Psalm 50

"he summons heaven and earth in order to judge his people"

As regular readers know, I have a hopeful eschatology. I'm with Julian of Norwich in believing that, "All shall be well, and all manner of thing shall be well." 

And yet, this hopefulness is held in tension with the conviction that eschatological judgment awaits us. This point has to be constantly and persistently made as people tend to equate "hopeful" with "permissive." 

I say all this because Psalm 50 is a poem about judgment. God "summons heaven and earth in order to judge his people." God separates the unrighteous from the righteous.

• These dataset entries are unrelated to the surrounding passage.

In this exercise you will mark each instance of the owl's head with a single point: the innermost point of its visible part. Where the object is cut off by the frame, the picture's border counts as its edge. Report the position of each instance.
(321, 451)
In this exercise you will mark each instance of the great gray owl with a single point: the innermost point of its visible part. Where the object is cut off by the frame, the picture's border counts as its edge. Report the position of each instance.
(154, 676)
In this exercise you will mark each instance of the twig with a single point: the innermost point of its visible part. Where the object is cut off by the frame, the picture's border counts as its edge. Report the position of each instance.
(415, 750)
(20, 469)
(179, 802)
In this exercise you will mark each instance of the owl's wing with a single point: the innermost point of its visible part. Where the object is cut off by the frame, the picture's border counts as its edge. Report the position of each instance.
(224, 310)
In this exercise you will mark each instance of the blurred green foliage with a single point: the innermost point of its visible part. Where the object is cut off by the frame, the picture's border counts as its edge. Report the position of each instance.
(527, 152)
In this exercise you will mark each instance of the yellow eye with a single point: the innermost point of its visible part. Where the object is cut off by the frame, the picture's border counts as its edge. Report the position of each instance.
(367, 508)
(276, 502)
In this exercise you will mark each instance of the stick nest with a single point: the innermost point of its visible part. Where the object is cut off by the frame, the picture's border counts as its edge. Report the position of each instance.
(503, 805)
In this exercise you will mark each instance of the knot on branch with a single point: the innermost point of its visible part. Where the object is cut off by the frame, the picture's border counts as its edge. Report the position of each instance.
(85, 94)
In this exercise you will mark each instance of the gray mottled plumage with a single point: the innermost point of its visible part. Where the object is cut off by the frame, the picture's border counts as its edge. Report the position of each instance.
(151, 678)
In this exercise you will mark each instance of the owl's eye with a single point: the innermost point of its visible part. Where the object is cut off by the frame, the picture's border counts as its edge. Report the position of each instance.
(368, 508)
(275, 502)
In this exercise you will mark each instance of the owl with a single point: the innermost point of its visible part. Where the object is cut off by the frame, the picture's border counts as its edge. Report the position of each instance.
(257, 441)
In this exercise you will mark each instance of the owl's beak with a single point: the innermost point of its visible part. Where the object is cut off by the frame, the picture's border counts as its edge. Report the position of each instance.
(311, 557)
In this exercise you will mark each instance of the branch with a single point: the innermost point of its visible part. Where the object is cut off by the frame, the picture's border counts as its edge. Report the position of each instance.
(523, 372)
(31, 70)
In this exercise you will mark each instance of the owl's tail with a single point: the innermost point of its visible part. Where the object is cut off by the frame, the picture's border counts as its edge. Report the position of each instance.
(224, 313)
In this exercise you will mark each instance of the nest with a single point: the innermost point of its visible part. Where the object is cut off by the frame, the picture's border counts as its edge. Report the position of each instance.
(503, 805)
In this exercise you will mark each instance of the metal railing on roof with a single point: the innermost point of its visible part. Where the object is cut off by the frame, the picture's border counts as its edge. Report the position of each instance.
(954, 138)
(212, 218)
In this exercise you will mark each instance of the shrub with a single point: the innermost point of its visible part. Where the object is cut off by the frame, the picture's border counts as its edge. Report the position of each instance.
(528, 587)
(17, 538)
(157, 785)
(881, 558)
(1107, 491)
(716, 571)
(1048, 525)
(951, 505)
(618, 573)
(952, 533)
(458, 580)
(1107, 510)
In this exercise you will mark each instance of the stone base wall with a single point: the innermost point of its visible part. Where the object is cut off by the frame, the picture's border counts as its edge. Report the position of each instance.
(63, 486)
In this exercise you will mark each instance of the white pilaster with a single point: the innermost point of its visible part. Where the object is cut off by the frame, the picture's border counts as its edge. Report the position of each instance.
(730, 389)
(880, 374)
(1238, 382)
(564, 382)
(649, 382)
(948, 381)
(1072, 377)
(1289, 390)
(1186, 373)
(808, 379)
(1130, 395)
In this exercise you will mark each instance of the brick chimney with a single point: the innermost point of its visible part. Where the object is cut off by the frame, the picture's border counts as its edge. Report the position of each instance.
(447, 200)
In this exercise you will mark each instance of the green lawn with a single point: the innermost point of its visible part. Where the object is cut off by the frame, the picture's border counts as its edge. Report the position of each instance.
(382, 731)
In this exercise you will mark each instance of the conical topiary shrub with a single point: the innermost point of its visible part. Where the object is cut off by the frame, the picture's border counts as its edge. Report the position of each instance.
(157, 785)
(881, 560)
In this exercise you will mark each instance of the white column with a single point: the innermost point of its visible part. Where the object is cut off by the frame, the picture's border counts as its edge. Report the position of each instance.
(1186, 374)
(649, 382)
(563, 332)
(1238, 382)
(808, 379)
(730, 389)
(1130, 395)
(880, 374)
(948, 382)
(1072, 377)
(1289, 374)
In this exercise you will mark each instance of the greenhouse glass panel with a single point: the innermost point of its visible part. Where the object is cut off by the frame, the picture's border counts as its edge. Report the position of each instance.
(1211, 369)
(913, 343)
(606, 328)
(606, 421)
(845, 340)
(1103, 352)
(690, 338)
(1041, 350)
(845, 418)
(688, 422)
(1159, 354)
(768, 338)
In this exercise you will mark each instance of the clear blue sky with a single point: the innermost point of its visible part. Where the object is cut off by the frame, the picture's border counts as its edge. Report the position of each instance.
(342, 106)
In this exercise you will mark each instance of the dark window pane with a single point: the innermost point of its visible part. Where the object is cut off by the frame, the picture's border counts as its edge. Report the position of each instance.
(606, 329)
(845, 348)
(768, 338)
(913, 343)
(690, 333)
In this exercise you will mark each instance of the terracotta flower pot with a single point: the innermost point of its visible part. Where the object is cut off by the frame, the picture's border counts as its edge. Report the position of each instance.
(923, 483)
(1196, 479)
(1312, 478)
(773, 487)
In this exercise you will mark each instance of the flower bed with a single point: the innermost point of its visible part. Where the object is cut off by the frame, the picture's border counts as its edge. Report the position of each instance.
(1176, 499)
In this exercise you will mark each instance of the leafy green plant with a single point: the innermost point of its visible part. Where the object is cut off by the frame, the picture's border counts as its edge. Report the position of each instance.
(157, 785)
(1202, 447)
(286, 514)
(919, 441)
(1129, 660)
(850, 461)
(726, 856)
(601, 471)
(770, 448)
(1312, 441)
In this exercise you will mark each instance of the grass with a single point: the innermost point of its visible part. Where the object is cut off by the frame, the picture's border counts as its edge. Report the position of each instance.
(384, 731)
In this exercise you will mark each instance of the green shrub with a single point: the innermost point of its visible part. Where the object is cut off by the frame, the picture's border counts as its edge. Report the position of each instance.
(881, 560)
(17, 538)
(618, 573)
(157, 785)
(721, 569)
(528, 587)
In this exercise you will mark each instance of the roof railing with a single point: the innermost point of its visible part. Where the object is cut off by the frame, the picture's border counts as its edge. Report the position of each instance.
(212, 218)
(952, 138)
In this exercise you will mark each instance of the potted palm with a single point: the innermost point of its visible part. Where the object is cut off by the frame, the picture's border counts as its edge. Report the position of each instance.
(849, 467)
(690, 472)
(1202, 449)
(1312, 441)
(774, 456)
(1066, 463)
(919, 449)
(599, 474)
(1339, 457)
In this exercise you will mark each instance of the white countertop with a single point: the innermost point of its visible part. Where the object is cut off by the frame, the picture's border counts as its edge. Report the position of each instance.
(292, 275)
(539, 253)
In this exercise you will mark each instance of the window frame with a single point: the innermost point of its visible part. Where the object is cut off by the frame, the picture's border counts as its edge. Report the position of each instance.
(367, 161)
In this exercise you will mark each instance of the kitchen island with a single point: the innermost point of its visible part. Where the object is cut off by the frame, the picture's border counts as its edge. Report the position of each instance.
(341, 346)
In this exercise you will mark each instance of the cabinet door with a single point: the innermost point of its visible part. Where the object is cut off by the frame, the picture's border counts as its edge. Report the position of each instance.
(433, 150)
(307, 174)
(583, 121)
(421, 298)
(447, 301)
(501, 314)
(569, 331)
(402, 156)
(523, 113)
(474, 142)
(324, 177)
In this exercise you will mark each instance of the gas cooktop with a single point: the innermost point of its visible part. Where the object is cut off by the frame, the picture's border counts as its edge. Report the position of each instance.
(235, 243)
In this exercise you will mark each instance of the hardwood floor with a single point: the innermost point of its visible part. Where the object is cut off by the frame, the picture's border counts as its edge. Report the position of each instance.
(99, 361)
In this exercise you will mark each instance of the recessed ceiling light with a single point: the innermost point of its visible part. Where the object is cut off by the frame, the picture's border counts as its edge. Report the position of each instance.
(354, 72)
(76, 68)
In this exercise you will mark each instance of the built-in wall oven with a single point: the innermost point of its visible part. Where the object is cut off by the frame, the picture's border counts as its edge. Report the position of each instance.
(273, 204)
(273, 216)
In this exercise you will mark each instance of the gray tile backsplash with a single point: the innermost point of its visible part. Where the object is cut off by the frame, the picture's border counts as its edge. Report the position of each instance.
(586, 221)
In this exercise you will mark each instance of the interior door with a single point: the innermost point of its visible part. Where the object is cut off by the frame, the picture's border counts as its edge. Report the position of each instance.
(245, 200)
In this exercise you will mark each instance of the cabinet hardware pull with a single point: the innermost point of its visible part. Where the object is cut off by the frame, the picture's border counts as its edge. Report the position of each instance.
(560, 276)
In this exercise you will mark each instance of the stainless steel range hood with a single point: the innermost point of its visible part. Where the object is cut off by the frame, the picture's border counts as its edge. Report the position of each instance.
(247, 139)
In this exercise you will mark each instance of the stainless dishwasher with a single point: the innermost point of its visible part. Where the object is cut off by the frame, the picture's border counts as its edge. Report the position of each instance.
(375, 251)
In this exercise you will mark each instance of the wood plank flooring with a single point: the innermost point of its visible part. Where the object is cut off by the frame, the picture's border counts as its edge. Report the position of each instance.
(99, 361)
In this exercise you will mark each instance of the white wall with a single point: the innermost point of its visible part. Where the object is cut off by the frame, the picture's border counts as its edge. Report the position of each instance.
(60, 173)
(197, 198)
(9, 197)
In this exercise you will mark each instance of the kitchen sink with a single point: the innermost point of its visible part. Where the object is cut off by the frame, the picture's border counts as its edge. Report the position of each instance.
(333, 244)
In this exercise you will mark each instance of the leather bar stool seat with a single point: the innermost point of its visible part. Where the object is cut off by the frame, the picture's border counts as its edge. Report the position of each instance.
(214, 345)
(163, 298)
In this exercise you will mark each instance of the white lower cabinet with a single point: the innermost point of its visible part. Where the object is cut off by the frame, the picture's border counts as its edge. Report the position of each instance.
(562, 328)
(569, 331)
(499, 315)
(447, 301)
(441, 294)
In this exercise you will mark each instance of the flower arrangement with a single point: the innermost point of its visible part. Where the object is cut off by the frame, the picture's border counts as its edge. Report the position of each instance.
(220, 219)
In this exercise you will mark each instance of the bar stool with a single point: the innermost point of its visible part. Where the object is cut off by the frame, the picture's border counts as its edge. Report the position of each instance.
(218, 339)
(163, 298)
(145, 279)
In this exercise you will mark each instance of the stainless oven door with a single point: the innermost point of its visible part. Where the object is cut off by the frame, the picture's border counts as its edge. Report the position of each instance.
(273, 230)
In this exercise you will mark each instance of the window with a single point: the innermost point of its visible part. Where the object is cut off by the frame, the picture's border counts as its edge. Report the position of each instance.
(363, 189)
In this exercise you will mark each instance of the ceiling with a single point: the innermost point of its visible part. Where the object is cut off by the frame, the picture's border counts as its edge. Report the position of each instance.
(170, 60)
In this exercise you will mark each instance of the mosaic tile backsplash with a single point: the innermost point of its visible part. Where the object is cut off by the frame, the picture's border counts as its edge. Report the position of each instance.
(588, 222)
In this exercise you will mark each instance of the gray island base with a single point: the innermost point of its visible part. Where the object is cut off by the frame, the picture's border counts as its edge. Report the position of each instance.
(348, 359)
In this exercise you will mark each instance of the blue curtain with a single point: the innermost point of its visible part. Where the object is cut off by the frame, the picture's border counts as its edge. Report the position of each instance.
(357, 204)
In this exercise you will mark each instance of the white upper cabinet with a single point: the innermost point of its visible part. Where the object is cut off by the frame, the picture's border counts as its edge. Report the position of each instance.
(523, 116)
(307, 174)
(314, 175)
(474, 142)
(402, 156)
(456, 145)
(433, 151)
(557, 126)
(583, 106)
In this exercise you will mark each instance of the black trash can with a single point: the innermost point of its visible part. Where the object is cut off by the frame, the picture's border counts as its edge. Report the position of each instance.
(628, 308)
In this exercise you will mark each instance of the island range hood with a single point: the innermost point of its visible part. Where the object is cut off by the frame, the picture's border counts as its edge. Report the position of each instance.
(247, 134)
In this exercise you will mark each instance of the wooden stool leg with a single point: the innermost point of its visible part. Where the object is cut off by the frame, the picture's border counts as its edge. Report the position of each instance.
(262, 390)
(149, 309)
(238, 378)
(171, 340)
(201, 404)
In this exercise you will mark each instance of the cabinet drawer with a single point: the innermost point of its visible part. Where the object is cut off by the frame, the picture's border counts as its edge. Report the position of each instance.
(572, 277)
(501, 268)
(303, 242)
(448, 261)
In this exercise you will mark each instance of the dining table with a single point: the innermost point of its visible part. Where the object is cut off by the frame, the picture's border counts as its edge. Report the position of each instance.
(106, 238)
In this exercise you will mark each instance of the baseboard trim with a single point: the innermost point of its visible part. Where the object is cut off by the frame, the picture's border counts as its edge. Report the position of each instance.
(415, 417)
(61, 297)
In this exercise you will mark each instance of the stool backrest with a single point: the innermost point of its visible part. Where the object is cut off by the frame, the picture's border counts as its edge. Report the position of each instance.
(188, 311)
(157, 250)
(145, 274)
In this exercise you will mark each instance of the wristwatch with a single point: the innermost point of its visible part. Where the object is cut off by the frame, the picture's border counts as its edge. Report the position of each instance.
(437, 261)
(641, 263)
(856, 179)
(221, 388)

God says to the wicked:
“What right do you have to recite my statutes
and to take my covenant on your lips?
You hate instruction
and fling my words behind you.
When you see a thief,
you make friends with him,
and you associate with adulterers.
You unleash your mouth for evil
and harness your tongue for deceit.
You sit, maligning your brother,
slandering your mother’s son.
You have done these things, and I kept silent;
you thought I was just like you.
But I will rebuke you
and lay out the case before you."
Given my hopefulness, some might find it strange that I find no problem with this passage. And more than that, I find such proclamations both urgent and necessary. 

Again, hope doesn't mean permissive. Hope isn't a get out of jail free card. 

Here is one of those odd paradoxes that I find among liberal, progressive Christians. There's this fierce commitment to "God is love" which causes liberal, progressive Christians to recoil in horror at references to judgment and the wrath of God in the Bible. All that stuff has to be tamed and domesticated by deconstruction. And yet, these same liberal, progressive Christians wrap themselves in the prophetic speech of the Bible in calling out oppression and injustice. But here's the truth: You don't have prophetic speech without judgment and the wrath of God. If you deconstruct the judgment and the wrath you render prophet indictment morally and eschatologically impotent. You're just cosplaying the prophets.

I've said this repeatedly over the last few years: Prophetic speech is metaphysical speech. More specifically, prophetic speech is eschatological speech. 

Prophets aren't post-modern, nihilistic, relativists. So, if you really care about oppression, be careful what you deconstruct.